Занимаясь литературоведением, часто ловлю себя на до смешного избитой мысли “раньше было лучше” или, например, “вот когда были Шкловский, Тынянов, Бахтин, Лотман, Гаспаров… (ряд можно продолжать бесконечно), тогда-то и было настоящее Литературоведение. А сейчас что? А сейчас Лекманов, Лейбов, Немзер и, прости Господи, главный филолог — Быков, рассказывающий про Гарри Поттера”. Эти упаднические настроения преследуют, когда садишься за новую работу. Потом думаешь: “А из молодых кто?” Никого.

Но давайте на время оставим эти мысли и перенесёмся в новое время, в новое литературоведение, где полным полно свежих умов, споров и демагогий (в самом хорошем смысле этого слова).

В западной гуманитарной мысли уже давно формируется новый подход к науке — когнитивный. То есть текст изучается через восприятие его читателем. Пока человек погружён в чтение, за ним пристально следят датчики, считывающие сокращение глазных мышц, раздражения мозга и проч. и проч. и проч. Когнитивное литературоведение пришло в науку ещё в восьмидесятые годы прошлого века, активно развивалось в девяностые и нулевые. Сейчас в западной науке о литературе это уже сформировавшийся подход к изучению текста, в то время как у нас, в обнулённой России, не все учёные слышали про такое. Дабы быть академически точным, нужно сказать, что в отечественном литературоведении есть робкие попытки что-то подобное сделать, но их слишком мало, на мой взгляд, чтобы говорить о сформированном научном направлении.

Чтобы получше разобраться в истории данного научного подхода, следует, думаю, обратиться к нашим летописцам когнитивного литературоведения вроде Дениса Ахапкина, который тщательно выписывает главные события (можно хотя бы посмотреть его тексты в НЛО за 2012 и 2017 годы).

Отобрав 20–30 подопытных студентов, проверив их на всевозможных психологических тестах, к их головам подключают проводки и следят за активностью мозга, если таковая наблюдается. Давая им различные тексты, учёные смотрят за тем, как и какие участки мозга на них реагируют, а затем собирают и публикуют статистику.

Например: Area scores. Area under the MOC (Figure 3) was analyzed with a 2×2×2 ANOVA, with item comparison (O/P or O/M) and testing delay (short or long) as within-subjects factors and material (prose or poetry) as a between-subjects factor. The three-way item comparison × testing delay × material interaction was significant [F(1,93) = 43.71, MSe = 0.018, p < .0001]. For prose, performance decreased with delay to a stronger extent for O/P comparisons [F(1,71) = 14.36, p < .001] than for O/M comparisons (F < 1, n.s.). For poetry, performance decreased strongly with delay for O/M comparisons [F(1,71) = 29.67, p < .0001] but improved slightly [although not significantly; F(1,71) = 1.22, p = .27] for O/P comparisons. In addition, the main effects of testing delay [F(1,93) = 19.57, MSe = 0.036, p < .0001] and item comparison [F(1,93) = 6.37, MSe = 0.014, p < .05] and the interaction between test item and material [F(1,93) = 6.17, MSe = 0.014, p < .05] were significant.

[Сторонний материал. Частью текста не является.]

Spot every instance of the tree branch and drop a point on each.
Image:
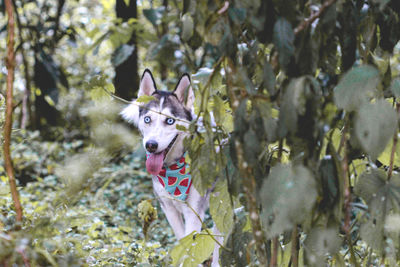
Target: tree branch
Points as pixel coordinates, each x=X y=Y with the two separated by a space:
x=347 y=192
x=10 y=63
x=305 y=23
x=249 y=183
x=395 y=139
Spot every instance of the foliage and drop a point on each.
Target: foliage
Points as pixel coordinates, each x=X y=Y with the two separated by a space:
x=98 y=226
x=303 y=140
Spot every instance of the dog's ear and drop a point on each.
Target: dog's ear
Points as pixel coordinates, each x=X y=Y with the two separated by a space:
x=184 y=91
x=147 y=84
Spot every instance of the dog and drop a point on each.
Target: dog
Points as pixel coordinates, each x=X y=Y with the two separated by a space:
x=157 y=122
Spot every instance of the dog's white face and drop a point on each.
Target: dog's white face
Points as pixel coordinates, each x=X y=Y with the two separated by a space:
x=157 y=120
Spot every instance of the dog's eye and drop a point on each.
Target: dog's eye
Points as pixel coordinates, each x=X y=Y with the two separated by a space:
x=147 y=119
x=170 y=121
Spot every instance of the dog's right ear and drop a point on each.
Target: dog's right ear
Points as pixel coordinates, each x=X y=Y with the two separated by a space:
x=147 y=84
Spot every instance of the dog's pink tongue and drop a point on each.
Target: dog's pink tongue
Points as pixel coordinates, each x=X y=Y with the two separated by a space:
x=154 y=163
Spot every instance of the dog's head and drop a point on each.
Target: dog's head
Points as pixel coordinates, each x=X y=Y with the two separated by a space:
x=157 y=120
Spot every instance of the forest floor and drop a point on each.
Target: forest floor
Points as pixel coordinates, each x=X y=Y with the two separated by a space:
x=91 y=222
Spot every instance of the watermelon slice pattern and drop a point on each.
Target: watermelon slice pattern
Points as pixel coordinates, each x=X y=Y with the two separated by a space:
x=176 y=179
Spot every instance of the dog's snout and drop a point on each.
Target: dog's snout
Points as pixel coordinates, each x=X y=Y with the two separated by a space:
x=151 y=146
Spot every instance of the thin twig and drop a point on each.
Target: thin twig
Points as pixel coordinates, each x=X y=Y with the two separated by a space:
x=10 y=63
x=305 y=23
x=275 y=240
x=395 y=138
x=347 y=192
x=295 y=247
x=25 y=110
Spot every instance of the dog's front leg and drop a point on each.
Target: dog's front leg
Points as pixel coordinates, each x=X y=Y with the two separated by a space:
x=217 y=236
x=194 y=211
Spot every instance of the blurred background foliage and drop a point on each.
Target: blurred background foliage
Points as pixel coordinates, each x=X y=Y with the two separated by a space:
x=306 y=91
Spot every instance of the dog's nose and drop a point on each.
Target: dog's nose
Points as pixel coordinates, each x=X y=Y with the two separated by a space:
x=151 y=146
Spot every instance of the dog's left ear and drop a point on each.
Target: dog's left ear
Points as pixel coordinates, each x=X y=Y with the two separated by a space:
x=184 y=91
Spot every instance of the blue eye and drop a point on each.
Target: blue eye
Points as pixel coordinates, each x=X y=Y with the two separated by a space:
x=170 y=121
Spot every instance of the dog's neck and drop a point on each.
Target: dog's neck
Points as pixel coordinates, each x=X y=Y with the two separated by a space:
x=176 y=151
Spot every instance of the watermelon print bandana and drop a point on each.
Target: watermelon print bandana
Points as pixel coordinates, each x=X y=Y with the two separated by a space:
x=176 y=178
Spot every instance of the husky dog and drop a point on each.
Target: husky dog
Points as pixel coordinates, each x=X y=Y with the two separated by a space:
x=172 y=183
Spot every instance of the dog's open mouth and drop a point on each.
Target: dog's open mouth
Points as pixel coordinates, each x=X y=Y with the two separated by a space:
x=155 y=161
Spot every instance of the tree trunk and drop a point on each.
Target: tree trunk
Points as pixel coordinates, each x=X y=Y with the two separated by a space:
x=10 y=63
x=126 y=79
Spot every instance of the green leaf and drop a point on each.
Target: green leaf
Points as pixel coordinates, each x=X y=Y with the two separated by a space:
x=384 y=157
x=382 y=196
x=154 y=15
x=288 y=196
x=220 y=207
x=145 y=99
x=395 y=87
x=356 y=87
x=187 y=26
x=269 y=78
x=284 y=41
x=121 y=54
x=295 y=98
x=98 y=93
x=375 y=125
x=192 y=250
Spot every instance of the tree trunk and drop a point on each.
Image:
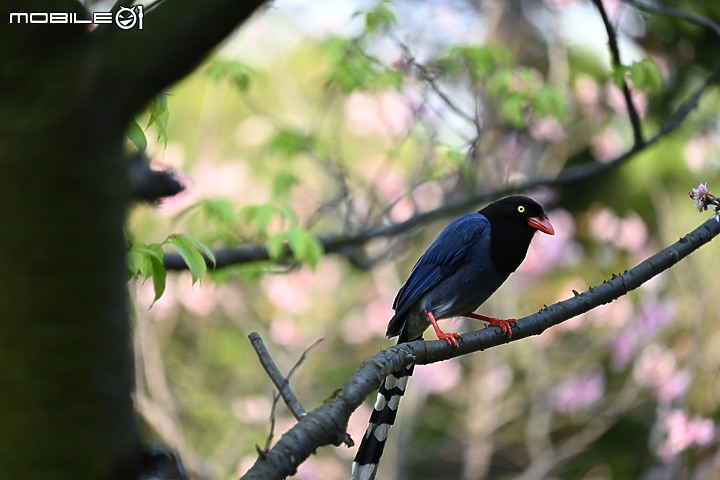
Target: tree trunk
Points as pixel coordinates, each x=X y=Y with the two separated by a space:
x=66 y=372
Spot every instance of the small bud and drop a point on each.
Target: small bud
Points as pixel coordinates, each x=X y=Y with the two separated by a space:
x=704 y=200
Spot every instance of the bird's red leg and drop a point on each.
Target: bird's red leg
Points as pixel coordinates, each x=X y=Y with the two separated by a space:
x=492 y=321
x=448 y=337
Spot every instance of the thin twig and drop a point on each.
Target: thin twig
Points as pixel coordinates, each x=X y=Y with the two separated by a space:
x=677 y=13
x=281 y=383
x=615 y=53
x=276 y=396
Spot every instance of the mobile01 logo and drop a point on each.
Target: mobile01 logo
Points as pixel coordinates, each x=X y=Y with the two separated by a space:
x=125 y=18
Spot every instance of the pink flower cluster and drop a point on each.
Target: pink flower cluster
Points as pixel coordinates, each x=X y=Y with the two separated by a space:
x=682 y=432
x=704 y=200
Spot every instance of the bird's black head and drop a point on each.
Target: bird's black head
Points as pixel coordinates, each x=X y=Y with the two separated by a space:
x=513 y=222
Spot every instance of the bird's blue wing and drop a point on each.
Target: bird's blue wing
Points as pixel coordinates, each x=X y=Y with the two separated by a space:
x=439 y=261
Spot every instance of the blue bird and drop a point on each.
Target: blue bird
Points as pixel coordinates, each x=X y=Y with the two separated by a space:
x=462 y=268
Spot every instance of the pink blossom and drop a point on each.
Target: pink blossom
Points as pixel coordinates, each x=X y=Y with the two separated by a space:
x=579 y=392
x=704 y=200
x=682 y=432
x=656 y=369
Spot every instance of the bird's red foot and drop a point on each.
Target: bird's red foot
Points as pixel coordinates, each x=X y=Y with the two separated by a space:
x=448 y=337
x=495 y=322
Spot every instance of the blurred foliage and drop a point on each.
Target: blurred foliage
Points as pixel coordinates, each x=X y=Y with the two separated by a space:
x=297 y=129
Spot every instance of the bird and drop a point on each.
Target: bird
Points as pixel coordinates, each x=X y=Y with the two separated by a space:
x=461 y=269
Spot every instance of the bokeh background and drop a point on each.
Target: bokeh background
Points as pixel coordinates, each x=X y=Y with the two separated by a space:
x=331 y=117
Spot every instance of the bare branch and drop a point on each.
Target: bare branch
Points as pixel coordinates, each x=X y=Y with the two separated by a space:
x=281 y=383
x=615 y=53
x=677 y=13
x=326 y=424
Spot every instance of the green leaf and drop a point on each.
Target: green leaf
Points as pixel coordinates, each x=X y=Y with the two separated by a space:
x=381 y=17
x=512 y=110
x=618 y=76
x=233 y=70
x=283 y=183
x=159 y=273
x=137 y=136
x=499 y=83
x=290 y=142
x=646 y=75
x=550 y=101
x=188 y=250
x=220 y=209
x=277 y=246
x=201 y=247
x=135 y=259
x=306 y=247
x=147 y=260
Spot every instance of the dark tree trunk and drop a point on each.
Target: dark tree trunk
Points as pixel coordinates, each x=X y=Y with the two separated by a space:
x=66 y=96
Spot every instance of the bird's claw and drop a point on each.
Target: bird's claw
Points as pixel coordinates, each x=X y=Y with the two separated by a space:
x=449 y=337
x=503 y=324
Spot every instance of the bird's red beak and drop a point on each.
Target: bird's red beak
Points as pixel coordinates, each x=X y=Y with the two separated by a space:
x=542 y=224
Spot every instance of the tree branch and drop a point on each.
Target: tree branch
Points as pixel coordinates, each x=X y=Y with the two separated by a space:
x=677 y=13
x=326 y=424
x=340 y=244
x=615 y=54
x=281 y=383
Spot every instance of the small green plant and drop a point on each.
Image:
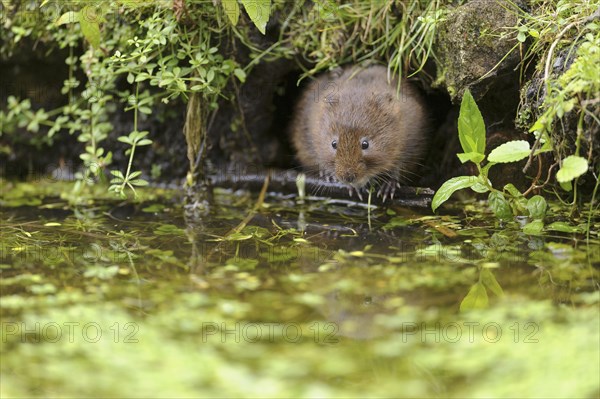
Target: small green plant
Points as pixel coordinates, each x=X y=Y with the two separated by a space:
x=510 y=201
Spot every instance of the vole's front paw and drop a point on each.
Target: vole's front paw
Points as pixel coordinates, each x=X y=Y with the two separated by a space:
x=388 y=189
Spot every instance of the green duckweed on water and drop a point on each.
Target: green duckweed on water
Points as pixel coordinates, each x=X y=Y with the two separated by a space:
x=124 y=299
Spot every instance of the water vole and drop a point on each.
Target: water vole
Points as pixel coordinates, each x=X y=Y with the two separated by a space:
x=352 y=126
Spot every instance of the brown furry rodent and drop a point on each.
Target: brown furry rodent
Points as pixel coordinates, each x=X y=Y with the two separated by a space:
x=353 y=127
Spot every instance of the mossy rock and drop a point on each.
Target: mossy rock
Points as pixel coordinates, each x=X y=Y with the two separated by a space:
x=471 y=45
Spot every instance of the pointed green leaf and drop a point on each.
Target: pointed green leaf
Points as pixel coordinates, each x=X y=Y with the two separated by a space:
x=232 y=9
x=471 y=128
x=258 y=11
x=476 y=298
x=500 y=206
x=67 y=18
x=91 y=30
x=449 y=187
x=537 y=207
x=512 y=151
x=474 y=157
x=534 y=228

Должен сказать, что если читать работу от начала и до конца, то становится несколько понятнее, но всё равно это совершенно новый, математический язык литературоведения. Кажется, что к этому стремилась Тартуская филологическая школа во главе с Лотманом.

Сама по себе идея интересная: текст стоит на двух китах — автор и читатель. Без читателя мы не можем говорить о тексте так же, как и без автора (если что, то даже в фольклоре есть автор, просто он коллективный). До сегодняшнего дня литература занималась исключительно автором — биографией, контекстом, текстологией и т.д. Теперь же наука сделала новый шаг и занимается изучением читателя. И возникает логичный вопрос: чем же должна заниматься наука о литературе?

Она должна заниматься литературой, то есть изучением самого текста. К сожалению, я не могу назвать когнитивное литературоведение собственно литературоведением. Это лингвистика, психология, антропология — что угодно, но не литературоведение. Оно занимается изучением человека, а не текста. Здесь не хватает всего одного маленького шага: у нас есть результаты, на такие-то тексты мозг реагирует так-то, значит, текст… . А когнитивное литературоведение не доходит до слова “значит”, остановившись на результатах и мозге.

Никакой морали от меня не ждите. Это заметки на полях, одно из тех писем в почте, у которого мы ставим галочку “отметить как прочитанное”. У меня не было желания кого-то обидеть. Цель текста — демагогия на тему новой научной мысли.

А ваша ругательная критика мне будет только приятна. Значит, не один я об этом думаю.